A authorities examine discovered the setup limits entry for small crypto exchanges.
Massive platforms dominate Korean won-based buying and selling resulting from higher liquidity.

South Korea’s prime regulators are reportedly reviewing how native cryptocurrency exchanges work with banks, aiming to create a extra balanced taking part in subject.

The present system typically hyperlinks every crypto trade to only one financial institution, limiting alternative and creating excessive entry obstacles for smaller corporations.

Although this setup isn’t formally required by legislation, it has grow to be widespread resulting from anti-money laundering and identification verification guidelines.

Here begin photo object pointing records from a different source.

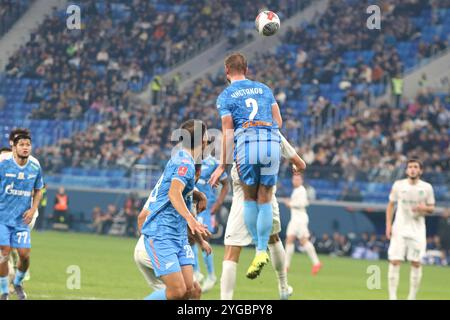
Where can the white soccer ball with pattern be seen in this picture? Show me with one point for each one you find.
(267, 23)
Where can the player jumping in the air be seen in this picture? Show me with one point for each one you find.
(298, 225)
(251, 120)
(168, 216)
(237, 235)
(415, 200)
(19, 177)
(207, 216)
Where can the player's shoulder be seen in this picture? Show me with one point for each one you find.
(34, 161)
(181, 157)
(425, 184)
(5, 156)
(399, 183)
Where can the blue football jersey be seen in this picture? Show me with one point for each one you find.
(163, 219)
(208, 166)
(16, 186)
(249, 103)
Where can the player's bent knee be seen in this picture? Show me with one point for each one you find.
(196, 292)
(4, 257)
(274, 238)
(232, 253)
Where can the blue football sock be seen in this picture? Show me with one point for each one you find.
(209, 262)
(250, 218)
(264, 225)
(4, 284)
(196, 265)
(19, 277)
(157, 295)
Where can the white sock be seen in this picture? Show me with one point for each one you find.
(393, 278)
(228, 280)
(290, 249)
(414, 282)
(311, 251)
(278, 258)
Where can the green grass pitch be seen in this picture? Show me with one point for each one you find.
(108, 272)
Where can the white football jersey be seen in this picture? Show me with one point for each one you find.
(298, 203)
(407, 223)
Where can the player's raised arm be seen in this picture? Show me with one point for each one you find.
(177, 200)
(390, 211)
(426, 208)
(276, 114)
(288, 152)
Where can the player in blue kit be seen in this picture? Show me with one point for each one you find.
(251, 120)
(168, 215)
(207, 216)
(20, 180)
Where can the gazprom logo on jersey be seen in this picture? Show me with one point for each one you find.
(243, 92)
(13, 192)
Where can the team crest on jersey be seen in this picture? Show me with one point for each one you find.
(182, 171)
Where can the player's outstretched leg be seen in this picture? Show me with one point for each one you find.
(393, 279)
(24, 264)
(312, 254)
(229, 270)
(4, 272)
(414, 280)
(278, 258)
(264, 228)
(211, 278)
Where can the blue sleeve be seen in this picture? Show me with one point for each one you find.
(39, 183)
(222, 105)
(183, 172)
(269, 94)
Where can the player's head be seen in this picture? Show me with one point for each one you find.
(235, 65)
(5, 150)
(194, 135)
(297, 180)
(16, 132)
(22, 146)
(414, 169)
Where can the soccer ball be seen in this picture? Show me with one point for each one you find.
(267, 23)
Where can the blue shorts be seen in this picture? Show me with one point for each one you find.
(168, 255)
(15, 237)
(258, 162)
(204, 217)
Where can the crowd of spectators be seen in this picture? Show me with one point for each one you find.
(374, 247)
(10, 12)
(94, 68)
(374, 147)
(368, 147)
(117, 221)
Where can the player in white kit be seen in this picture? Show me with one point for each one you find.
(298, 225)
(415, 200)
(237, 235)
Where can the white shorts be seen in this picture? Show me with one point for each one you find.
(236, 233)
(33, 221)
(298, 228)
(144, 264)
(413, 249)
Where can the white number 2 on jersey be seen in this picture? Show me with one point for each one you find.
(251, 103)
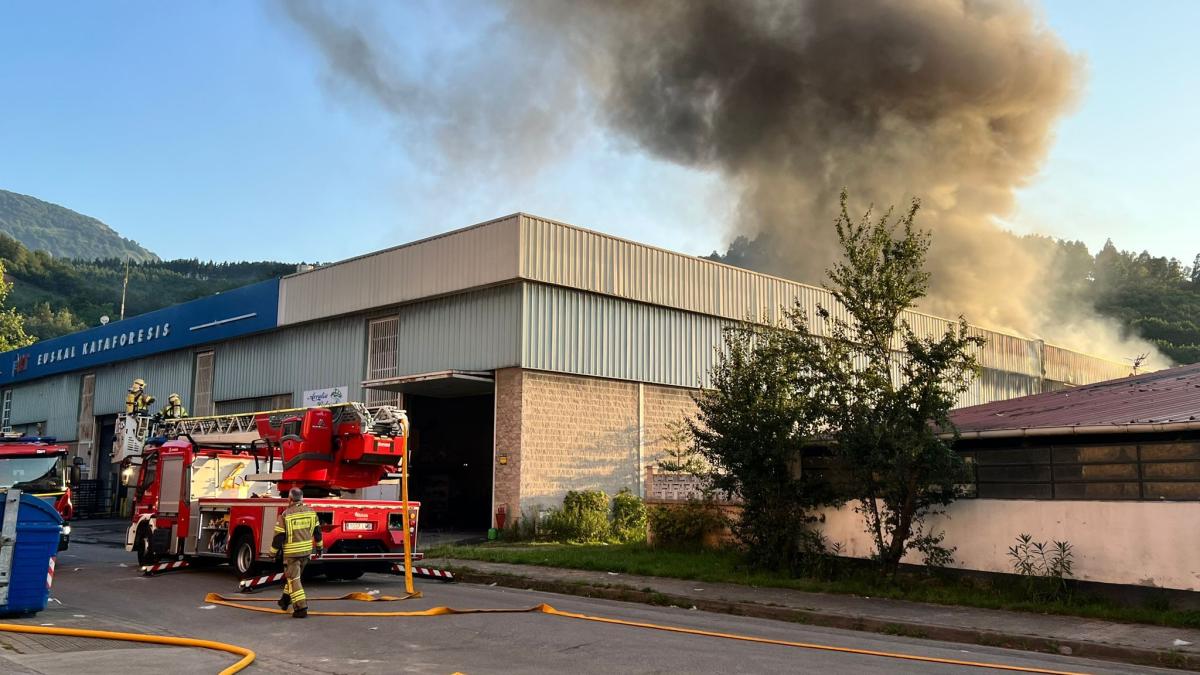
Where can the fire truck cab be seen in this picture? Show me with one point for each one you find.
(37, 465)
(220, 501)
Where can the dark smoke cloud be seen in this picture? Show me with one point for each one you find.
(952, 101)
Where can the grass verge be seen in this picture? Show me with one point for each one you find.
(727, 566)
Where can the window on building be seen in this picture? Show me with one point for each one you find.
(257, 404)
(29, 429)
(1158, 471)
(383, 335)
(202, 389)
(6, 411)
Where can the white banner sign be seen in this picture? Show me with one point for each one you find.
(324, 396)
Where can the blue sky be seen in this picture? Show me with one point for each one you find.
(208, 130)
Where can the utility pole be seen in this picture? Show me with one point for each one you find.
(124, 287)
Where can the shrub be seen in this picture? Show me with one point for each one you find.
(684, 525)
(1044, 567)
(583, 517)
(628, 518)
(522, 529)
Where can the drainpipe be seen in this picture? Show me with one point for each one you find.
(641, 440)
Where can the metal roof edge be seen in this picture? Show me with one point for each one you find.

The Monetary Companies Fee and the Honest Commerce Fee at the moment are coordinating a assessment to see whether or not this long-standing observe is stifling competitors and reinforcing the dominance of some giant exchanges.

Guidelines could favour greater exchanges

Below the present system, exchanges have to type unique partnerships with home banks to permit prospects to deposit and withdraw Korean received.

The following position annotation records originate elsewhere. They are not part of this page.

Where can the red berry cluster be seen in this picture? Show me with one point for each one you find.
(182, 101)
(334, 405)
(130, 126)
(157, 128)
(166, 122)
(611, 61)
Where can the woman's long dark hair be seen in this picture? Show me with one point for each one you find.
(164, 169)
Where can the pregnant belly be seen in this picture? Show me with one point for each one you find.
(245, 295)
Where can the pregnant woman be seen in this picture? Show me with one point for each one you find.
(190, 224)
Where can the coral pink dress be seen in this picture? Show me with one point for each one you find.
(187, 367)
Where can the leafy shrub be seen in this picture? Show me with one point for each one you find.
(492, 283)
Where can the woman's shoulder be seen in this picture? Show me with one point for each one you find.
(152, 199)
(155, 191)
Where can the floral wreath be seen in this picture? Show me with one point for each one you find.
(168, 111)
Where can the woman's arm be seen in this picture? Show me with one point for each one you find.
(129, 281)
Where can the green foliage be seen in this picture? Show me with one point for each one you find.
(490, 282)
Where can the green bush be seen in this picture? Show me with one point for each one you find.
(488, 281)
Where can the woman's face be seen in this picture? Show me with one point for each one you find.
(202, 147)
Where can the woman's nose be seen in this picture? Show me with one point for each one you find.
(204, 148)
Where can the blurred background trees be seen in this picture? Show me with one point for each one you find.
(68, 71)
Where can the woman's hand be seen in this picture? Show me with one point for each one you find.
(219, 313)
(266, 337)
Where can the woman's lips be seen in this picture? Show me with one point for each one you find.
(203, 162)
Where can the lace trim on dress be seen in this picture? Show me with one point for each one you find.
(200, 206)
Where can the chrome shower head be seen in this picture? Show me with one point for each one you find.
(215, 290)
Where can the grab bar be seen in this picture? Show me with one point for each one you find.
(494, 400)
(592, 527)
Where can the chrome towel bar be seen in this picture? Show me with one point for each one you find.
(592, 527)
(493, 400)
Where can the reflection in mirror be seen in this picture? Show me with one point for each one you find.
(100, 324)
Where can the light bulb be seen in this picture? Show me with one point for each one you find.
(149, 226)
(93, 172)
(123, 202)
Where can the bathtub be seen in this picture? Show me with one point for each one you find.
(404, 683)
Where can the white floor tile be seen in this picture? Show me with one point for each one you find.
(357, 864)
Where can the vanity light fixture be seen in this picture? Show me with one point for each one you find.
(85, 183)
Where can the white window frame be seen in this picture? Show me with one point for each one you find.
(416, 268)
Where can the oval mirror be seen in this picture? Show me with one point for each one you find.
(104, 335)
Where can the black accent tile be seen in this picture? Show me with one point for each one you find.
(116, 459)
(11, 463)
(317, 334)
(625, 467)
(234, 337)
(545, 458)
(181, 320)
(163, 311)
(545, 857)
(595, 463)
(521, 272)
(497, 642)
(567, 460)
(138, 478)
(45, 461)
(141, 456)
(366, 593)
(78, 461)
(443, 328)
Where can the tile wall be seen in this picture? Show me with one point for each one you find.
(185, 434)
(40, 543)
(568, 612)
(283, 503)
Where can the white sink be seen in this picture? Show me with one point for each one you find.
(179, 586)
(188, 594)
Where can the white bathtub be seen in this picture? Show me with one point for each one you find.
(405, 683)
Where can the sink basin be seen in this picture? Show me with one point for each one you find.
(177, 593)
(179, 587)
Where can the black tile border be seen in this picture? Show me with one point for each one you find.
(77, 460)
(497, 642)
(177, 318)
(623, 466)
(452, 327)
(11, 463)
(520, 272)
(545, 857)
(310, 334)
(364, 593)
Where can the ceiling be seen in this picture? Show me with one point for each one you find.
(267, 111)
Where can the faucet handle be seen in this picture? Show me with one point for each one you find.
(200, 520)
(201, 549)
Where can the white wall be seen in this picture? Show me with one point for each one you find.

With out that hyperlink, they will’t supply primary fiat companies.

The mannequin emerged in response to rising calls for for transparency and threat management, however could now be working towards smaller market individuals.

A current examine commissioned by the federal government explored how present crypto laws affect competitors.

Based on findings reported by native outlet Herald Financial system, researchers concluded that the one-to-one exchange-bank setup makes it tougher for newer or smaller exchanges to entry banking companies.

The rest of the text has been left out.